7. M. B ne justifie pas être entré régulièrement en France ni avoir sollicité la délivrance d’un titre de séjour. Dès lors, il se trouve dans le cas, prévu par les dispositions précitées du 1°) de l’article L. 612-3 du code de l’entrée et du séjour des étrangers et du droit d’asile dans lequel le risque, mentionné au 3°) de l’article L. 612-2 du même code, peut être regardé comme établi. Dans ces conditions, alors même que la présence en France de l’intéressé ne constituerait pas une menace pour l’ordre public, le préfet n’a pas commis d’erreur d’appréciation en considérant qu’il existe un risque de fuite et en refusant, en conséquence, de lui accorder un délai de départ volontaire.

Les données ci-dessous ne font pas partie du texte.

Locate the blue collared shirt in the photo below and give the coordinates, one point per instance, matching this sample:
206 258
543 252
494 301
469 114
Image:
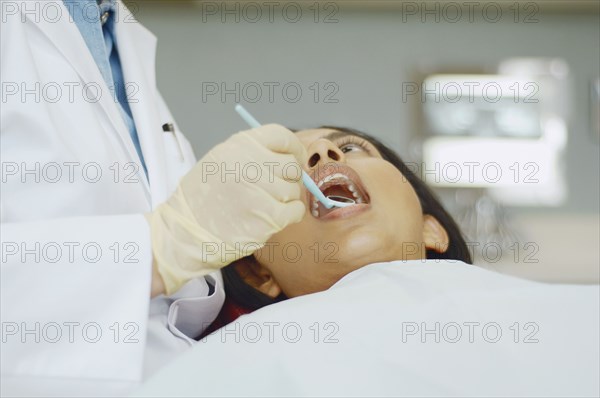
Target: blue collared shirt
100 39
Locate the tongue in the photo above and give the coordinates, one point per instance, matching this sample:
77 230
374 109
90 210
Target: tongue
339 190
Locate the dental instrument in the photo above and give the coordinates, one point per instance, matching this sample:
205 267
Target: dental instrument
312 187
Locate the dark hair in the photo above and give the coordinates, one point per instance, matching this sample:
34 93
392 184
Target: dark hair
457 249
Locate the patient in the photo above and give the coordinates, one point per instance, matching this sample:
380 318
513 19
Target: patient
396 218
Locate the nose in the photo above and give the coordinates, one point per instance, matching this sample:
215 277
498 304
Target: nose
324 151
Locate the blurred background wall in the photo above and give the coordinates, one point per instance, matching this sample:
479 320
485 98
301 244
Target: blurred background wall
350 60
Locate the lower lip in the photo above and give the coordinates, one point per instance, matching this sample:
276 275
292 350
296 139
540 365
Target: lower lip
344 212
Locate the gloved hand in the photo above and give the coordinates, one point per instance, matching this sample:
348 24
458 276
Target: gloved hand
229 204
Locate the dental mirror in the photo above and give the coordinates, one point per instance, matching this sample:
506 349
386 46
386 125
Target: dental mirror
308 182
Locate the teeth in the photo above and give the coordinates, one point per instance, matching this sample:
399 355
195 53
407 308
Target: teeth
345 181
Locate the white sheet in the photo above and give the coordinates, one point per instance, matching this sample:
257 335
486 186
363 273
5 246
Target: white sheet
375 356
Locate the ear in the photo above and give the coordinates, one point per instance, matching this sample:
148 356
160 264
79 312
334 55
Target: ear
258 276
435 236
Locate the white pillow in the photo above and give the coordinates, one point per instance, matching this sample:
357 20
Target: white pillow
371 339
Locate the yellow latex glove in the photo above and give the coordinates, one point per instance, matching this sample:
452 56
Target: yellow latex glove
238 195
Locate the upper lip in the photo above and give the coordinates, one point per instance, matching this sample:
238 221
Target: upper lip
347 176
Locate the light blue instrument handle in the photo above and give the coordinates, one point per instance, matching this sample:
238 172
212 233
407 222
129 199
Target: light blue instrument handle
308 182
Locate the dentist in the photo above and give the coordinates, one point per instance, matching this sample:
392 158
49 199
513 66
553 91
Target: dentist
104 206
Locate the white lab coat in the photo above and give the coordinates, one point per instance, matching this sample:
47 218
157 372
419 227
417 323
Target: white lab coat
76 252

8. En cinquième lieu, il résulte de tout ce qui précède que la décision portant obligation de quitter le territoire français n’est pas illégale. Par suite, le moyen tiré de ce que la décision portant interdiction de retour sur le territoire français pour une durée de vingt-quatre mois est illégale par voie d’exception doit être écarté.

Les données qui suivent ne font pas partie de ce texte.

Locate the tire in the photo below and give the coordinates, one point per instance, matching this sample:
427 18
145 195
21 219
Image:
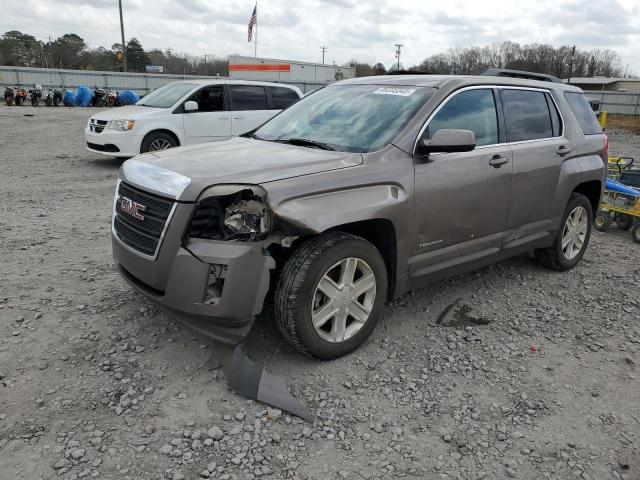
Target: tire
624 221
157 139
298 290
558 258
602 222
635 231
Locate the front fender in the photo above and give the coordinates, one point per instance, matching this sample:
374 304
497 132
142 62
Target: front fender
320 212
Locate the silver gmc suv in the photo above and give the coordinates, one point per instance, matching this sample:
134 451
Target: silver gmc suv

9. Il résulte de tout ce qui précède que M. B n’est pas fondé à demander l’annulation des arrêtés attaqués. Par suite, ses conclusions à fin d’annulation doivent être rejetées ainsi, par voie de conséquence, que ses conclusions à fin d’injonction et d’astreinte et celles présentées au titre des frais d’instance.
D E C I D E :
Article 1er : La requête de M. B est rejetée.

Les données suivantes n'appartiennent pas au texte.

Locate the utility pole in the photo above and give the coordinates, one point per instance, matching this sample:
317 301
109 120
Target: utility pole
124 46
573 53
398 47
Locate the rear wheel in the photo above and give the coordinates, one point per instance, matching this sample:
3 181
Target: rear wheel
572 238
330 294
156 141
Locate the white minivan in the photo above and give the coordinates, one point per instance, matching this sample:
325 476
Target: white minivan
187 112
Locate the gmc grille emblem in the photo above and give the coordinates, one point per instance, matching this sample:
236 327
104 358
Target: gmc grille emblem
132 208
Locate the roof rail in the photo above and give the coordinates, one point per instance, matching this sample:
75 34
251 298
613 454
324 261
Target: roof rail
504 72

Article 2 : Le présent jugement sera notifié à M. A B et au préfet de police
Délibéré après l’audience du 14 mai 2025, à laquelle siégeaient :
M. Gauchard, président,
M. Guiral, premier conseiller,
Mme Lamlih, première conseillère.
Rendu public par mise à disposition au greffe le 28 mai 2025.
La rapporteure,
D. Lamlih
Le président,
L. Gauchard La greffière,
S. Jarrin
La République mande et ordonne au préfet de police en ce qui le concerne ou à tous commissaires de justice à ce requis en ce qui concerne les voies de droit commun contre les parties privées, de pourvoir à l’exécution de la présente décision.